Pollo Tropical Operating Costs and Expenses (percentages stated as a percentage of Pollo Tropical restaurant sales). Pollo Tropical cost of sales increased to 33.4% in the third quarter of 2011 from 31.8% in the third quarter of 2010 due primarily to higher commodity prices (1.9%), including chicken (0.8%) and fuel surcharges, partially offset by the effect of menu price increases. Pollo Tropical restaurant wages and related expenses decreased to 23.1% in the third quarter of 2011 from 24.1% in the third quarter of 2010 due primarily to the effect of higher sales volumes on fixed labor costs and lower restaurant-level bonus accruals (0.4%). Pollo Tropical other restaurant operating expenses were 13.3% in both the third quarter of 2011 and 2010 as the effect of higher sales volumes on fixed operating costs was offset by higher repairs and maintenance expense and higher store opening costs. Pollo Tropical advertising expense increased slightly to 3.7% in the third quarter of 2011 from 3.6% in the third quarter of 2010.

Taco Cabana Operating Costs and Expenses (percentages stated as a percentage of Taco Cabana restaurant sales). Taco Cabana cost of sales increased to 31.2% in the third quarter of 2011 from 29.8% in the third quarter of 2010 due primarily to higher commodity prices including beef fajita meat (2.4%) partially offset by the effect of menu price increases taken in the last twelve months. Taco Cabana restaurant wages and related expenses decreased to 29.9% in the third quarter of 2011 from 30.5% in the third quarter of 2010 due primarily to the effect of higher sales volumes on fixed labor costs. Taco Cabana other restaurant operating expenses decreased to 14.1% in the third quarter of 2011 from 14.7% in the third quarter of 2010 due primarily to lower utility costs (0.2%), lower operating supply costs and the effect of higher sales volumes on other fixed operating costs. Taco Cabana advertising expense decreased to 3.7% in the third quarter of 2011 from 5.2% in the third quarter of 2010 due to the timing of promotions in the prior year.

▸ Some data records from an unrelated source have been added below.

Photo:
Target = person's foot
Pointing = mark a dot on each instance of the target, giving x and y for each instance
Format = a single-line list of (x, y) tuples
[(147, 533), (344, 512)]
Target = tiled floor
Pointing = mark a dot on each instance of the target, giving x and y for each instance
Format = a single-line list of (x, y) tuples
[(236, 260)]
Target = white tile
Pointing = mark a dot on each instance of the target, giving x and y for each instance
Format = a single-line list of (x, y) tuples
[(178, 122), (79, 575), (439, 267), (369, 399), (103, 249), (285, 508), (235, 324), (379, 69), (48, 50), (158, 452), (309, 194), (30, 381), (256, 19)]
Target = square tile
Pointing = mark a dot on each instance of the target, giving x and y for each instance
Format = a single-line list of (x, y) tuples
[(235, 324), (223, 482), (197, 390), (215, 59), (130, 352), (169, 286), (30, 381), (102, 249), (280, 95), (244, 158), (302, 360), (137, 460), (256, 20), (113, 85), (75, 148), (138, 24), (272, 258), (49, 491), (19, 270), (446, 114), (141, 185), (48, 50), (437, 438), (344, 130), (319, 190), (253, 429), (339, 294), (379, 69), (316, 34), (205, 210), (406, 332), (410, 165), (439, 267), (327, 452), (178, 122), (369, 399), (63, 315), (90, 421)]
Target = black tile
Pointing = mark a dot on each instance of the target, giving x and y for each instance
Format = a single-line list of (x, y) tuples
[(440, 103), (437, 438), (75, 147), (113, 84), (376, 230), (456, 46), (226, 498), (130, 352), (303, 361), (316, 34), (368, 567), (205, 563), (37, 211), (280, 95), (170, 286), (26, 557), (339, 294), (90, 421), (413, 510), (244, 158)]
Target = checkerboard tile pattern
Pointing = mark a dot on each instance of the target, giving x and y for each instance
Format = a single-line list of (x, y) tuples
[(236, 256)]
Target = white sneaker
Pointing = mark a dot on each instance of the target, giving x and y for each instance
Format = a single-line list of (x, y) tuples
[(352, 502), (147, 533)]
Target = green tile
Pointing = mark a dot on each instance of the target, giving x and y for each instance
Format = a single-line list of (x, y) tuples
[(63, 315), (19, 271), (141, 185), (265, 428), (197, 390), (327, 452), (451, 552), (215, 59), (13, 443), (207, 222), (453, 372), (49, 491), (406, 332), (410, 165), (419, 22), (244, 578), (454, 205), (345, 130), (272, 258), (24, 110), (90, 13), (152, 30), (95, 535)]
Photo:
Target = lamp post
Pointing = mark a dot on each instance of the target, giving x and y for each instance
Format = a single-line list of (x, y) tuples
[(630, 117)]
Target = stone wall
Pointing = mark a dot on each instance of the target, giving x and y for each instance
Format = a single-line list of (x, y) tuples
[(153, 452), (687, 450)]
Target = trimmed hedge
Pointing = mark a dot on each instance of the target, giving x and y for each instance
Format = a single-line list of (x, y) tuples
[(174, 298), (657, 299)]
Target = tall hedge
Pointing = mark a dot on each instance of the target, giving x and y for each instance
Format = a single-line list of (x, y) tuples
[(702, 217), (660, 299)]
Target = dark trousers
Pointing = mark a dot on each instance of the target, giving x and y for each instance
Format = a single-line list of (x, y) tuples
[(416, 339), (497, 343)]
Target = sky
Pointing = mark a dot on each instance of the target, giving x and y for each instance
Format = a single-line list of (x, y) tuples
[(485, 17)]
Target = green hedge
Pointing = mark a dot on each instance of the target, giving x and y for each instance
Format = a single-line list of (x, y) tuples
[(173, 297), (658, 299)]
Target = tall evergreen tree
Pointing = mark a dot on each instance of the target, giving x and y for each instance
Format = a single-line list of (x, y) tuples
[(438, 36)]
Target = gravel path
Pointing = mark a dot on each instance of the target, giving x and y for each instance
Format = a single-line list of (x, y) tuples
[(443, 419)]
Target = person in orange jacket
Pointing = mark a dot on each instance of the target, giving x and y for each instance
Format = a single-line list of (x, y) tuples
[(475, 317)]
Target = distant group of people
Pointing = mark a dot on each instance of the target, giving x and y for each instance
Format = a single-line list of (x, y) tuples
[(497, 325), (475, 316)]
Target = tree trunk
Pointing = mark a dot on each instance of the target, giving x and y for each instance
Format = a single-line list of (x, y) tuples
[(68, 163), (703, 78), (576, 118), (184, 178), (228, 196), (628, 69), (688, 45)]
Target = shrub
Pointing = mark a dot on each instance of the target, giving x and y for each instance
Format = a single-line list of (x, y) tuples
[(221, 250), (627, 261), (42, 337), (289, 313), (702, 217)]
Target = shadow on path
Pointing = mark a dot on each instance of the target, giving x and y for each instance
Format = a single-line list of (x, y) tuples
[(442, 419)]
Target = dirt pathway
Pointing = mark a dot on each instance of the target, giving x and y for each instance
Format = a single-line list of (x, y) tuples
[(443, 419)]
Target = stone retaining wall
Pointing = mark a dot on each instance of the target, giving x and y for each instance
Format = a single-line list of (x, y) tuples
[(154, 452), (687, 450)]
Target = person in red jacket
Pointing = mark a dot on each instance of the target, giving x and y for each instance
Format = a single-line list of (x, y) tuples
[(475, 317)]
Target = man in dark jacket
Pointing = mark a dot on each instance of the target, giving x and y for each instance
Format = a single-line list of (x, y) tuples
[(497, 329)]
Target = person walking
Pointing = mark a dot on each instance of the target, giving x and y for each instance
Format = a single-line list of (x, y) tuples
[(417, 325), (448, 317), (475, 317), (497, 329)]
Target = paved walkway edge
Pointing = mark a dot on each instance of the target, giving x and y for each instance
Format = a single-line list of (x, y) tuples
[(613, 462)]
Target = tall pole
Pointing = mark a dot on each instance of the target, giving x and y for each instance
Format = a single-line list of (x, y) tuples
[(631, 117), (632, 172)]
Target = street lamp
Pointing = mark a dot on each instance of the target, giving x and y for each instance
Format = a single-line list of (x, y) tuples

Consolidated Restaurant Rent Expense. Restaurant rent expense, as a percentage of total restaurant sales, decreased to 3.5% in the third quarter of 2011 from 3.7% in the third quarter of 2010 due to the effect of higher sales volumes on fixed rental costs.

Consolidated General and Administrative Expenses. General and administrative expenses increased $1.5 million in the third quarter of 2011 to $9.1 million and, as a percentage of total restaurant sales, increased to 7.5% compared to 6.8% in the third quarter of 2010 due primarily to an increase of $0.4 million in performance-based administrative bonus accruals and higher allocated stock-based compensation expense of $0.2 million. General and administrative expenses included total allocated Carrols’ corporate expenses for executive management, information systems, stock-based compensation expense and certain accounting, legal and other administrative functions of $2.5 million and $1.9 million in the third quarter of 2011 and 2010, respectively.

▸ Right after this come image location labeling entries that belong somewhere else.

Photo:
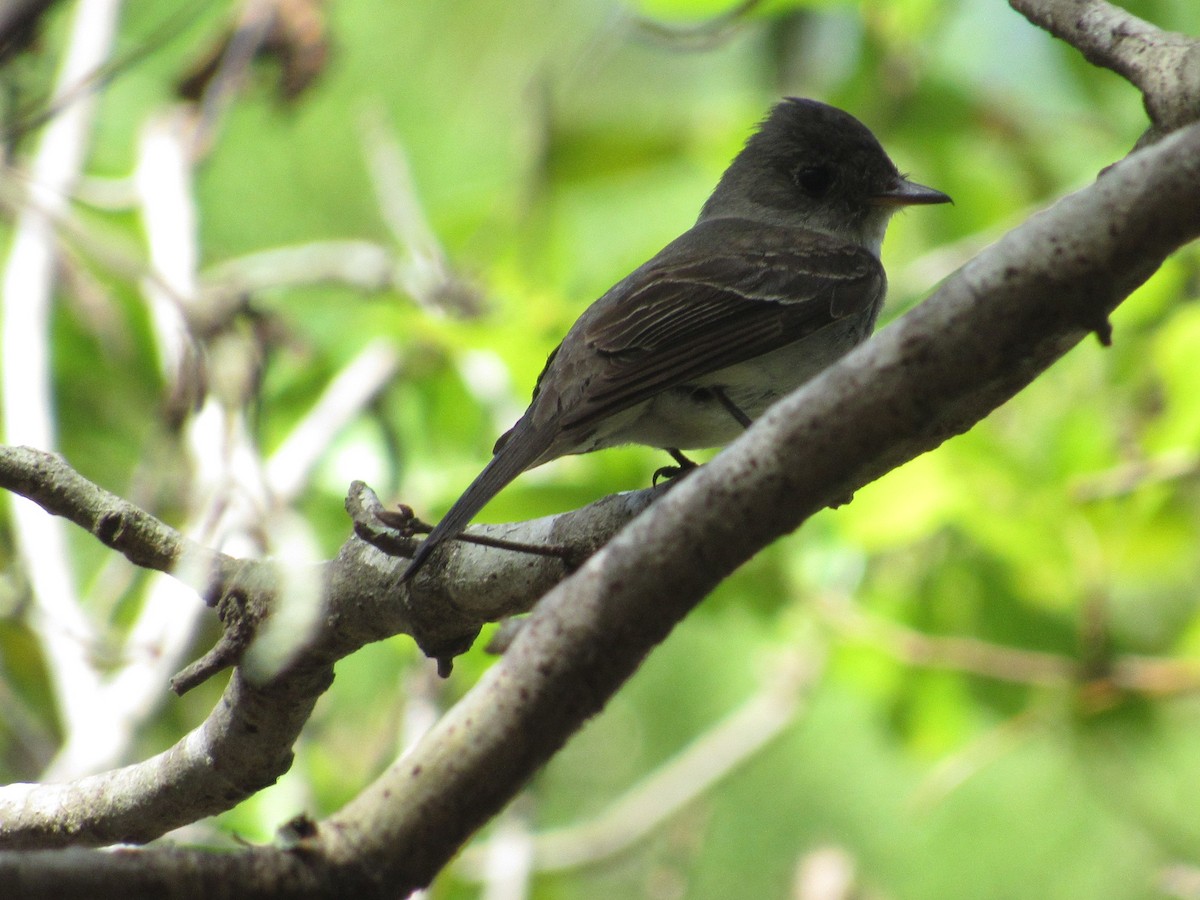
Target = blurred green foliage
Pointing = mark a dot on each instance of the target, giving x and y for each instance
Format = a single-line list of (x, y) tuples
[(556, 145)]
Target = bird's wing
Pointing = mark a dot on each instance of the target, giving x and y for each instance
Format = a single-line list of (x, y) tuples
[(712, 299)]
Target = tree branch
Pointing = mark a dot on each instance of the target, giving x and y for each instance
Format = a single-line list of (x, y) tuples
[(1163, 65), (52, 484), (985, 334)]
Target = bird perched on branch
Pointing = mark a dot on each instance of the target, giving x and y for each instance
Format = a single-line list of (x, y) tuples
[(778, 279)]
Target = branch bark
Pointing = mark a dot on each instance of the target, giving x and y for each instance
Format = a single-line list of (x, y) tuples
[(983, 336), (1163, 65)]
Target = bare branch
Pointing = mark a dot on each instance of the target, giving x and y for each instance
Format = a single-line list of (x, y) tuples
[(144, 540), (984, 335), (1163, 65)]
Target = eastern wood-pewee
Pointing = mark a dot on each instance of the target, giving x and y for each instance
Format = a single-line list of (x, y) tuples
[(778, 279)]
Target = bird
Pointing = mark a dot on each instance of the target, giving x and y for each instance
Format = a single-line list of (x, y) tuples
[(778, 279)]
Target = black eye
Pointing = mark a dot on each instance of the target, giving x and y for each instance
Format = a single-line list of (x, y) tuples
[(814, 180)]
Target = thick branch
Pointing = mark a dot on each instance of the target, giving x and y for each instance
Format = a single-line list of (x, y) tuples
[(1163, 65), (985, 334)]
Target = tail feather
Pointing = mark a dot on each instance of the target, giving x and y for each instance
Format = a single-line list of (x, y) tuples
[(516, 454)]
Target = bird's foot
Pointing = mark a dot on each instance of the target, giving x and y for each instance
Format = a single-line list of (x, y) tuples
[(673, 472)]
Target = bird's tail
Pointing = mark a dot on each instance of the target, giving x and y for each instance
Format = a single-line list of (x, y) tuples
[(521, 449)]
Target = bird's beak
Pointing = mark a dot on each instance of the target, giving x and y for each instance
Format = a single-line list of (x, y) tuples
[(909, 193)]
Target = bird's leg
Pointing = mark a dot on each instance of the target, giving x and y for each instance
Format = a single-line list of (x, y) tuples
[(731, 407), (670, 472), (391, 531)]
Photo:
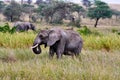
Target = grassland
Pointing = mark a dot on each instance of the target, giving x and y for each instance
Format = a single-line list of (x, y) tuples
[(99, 59)]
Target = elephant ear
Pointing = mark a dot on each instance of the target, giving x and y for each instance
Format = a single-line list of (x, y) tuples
[(53, 37)]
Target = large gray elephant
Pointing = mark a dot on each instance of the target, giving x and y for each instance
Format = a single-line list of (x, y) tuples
[(60, 41), (24, 26)]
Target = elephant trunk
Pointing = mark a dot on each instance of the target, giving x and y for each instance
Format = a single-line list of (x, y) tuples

Adjusted Segment EBITDA. As a result of the factors set forth above, Adjusted Segment EBITDA for our Pollo Tropical restaurants increased to $8.5 million in the third quarter of 2011 from $7.7 million in the third quarter of 2010. Adjusted Segment EBITDA for our Taco Cabana restaurants increased to $7.3 million in the third quarter of 2011 from $6.7 million in the third quarter of 2010.

Depreciation and Amortization Expense. Depreciation and amortization expense was $4.8 million in both the third quarter of 2011 and 2010.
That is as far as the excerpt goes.